C’est un sujet très à la mode en tous cas, et qui revient tout le temps dans les conversations. Pour nous, entreprises du patrimoine vivant, c’est un peu comme lorsque le « made in France » est arrivé dans la place publique en 2012. De fait, on est dans une démarche de RSE, c’est naturel ! On source localement nos matières premières, on évolue dans un écosystème très ancré sur le territoire… Sauf que les EPV se confrontent à la RSE et se demandent ce que c’est. Le rôle de notre association est aussi de rassurer ses adhérents, sur cette grosse machine parisienne qui arrive et veut formaliser les démarches. Leur dire, c’est un sujet sans en être un.
En chiffres :
☞ La Nouvelle-Aquitaine compte 152 entreprises labellisées EPV, générant 5.000 emplois. Le chiffre d’affaires cumulé est estimé à un milliard d’euros, dont la moitié provenant de l’export.

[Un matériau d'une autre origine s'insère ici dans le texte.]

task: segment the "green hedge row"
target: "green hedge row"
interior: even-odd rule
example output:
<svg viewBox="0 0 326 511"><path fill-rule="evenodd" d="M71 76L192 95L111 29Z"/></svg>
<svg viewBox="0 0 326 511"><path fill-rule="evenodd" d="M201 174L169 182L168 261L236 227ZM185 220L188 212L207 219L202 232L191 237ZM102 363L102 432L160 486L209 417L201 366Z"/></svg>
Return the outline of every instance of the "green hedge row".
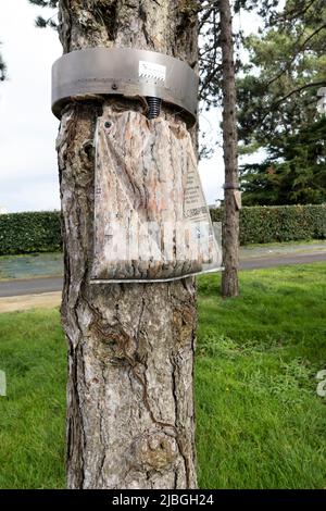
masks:
<svg viewBox="0 0 326 511"><path fill-rule="evenodd" d="M211 210L221 222L223 210ZM242 208L240 244L326 238L326 204ZM0 215L0 256L62 250L60 212Z"/></svg>
<svg viewBox="0 0 326 511"><path fill-rule="evenodd" d="M223 210L211 210L221 222ZM246 207L240 212L240 245L326 238L326 204Z"/></svg>
<svg viewBox="0 0 326 511"><path fill-rule="evenodd" d="M0 256L61 249L59 211L0 214Z"/></svg>

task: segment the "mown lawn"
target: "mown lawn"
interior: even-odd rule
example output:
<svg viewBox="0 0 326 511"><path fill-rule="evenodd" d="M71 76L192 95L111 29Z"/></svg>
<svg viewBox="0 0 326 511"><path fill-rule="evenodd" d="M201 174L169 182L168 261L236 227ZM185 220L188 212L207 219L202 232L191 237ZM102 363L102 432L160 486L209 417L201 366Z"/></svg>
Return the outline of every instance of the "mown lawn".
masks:
<svg viewBox="0 0 326 511"><path fill-rule="evenodd" d="M199 482L325 488L326 263L241 273L223 301L199 282ZM0 488L64 487L65 342L59 312L0 314Z"/></svg>

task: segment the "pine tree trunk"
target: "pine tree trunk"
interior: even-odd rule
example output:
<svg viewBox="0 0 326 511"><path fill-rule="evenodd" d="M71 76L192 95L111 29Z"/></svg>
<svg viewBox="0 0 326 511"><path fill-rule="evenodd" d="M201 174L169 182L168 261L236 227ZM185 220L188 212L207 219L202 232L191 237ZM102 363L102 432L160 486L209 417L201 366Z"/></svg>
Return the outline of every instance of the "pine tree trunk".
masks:
<svg viewBox="0 0 326 511"><path fill-rule="evenodd" d="M236 119L236 83L234 64L233 25L229 0L220 1L221 45L223 59L223 149L225 164L225 196L223 222L222 296L239 294L239 210L235 199L238 192L238 138Z"/></svg>
<svg viewBox="0 0 326 511"><path fill-rule="evenodd" d="M197 18L185 2L61 0L59 16L64 52L134 47L197 66ZM89 284L92 140L108 104L71 103L57 142L68 341L67 486L193 488L193 281ZM123 102L126 110L133 104Z"/></svg>

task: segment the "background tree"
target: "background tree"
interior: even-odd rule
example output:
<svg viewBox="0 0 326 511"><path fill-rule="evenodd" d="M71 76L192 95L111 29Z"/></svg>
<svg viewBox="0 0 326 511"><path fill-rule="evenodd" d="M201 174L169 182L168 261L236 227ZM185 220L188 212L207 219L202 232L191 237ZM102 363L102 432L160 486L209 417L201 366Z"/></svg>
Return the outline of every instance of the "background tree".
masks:
<svg viewBox="0 0 326 511"><path fill-rule="evenodd" d="M326 122L317 91L326 85L326 5L287 1L265 14L265 29L244 39L249 63L238 78L246 204L321 203L326 199Z"/></svg>
<svg viewBox="0 0 326 511"><path fill-rule="evenodd" d="M237 99L234 63L233 23L229 0L220 0L222 90L223 90L223 152L225 167L222 296L239 294L239 205L236 194L238 178Z"/></svg>
<svg viewBox="0 0 326 511"><path fill-rule="evenodd" d="M32 3L58 4L64 52L135 47L197 67L197 12L191 2ZM197 484L193 281L89 284L95 173L90 144L96 120L109 104L114 102L105 98L102 104L71 103L57 142L65 261L62 323L70 366L68 487L191 488ZM120 99L120 108L139 104ZM162 115L177 119L165 107Z"/></svg>

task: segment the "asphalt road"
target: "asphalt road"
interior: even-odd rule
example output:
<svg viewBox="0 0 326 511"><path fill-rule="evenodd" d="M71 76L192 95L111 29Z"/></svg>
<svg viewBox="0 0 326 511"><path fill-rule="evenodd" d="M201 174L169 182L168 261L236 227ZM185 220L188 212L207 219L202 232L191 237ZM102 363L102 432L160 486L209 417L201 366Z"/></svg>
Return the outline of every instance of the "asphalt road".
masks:
<svg viewBox="0 0 326 511"><path fill-rule="evenodd" d="M281 256L264 256L261 258L248 258L240 262L241 270L254 270L261 267L281 266L284 264L305 264L316 261L326 261L326 252L287 253ZM62 277L38 277L29 279L14 279L0 283L0 297L15 297L23 295L36 295L41 292L60 291Z"/></svg>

☞ Sept secteurs d’activité regroupent le plus d’EPV dans la région : décoration, mode et beauté, loisirs et culture, équipements professionnels, art de la table, gastronomie et patrimoine bâti.
☞ Trois pôles géographiques sont identifiés par l’association : la Haute-Vienne (Limoges et Saint-Junien) autour du cuir et de la porcelaine, le Cognaçais avec les spiritueux, et le Pays basque, fort de sa gastronomie, son linge et son cuir.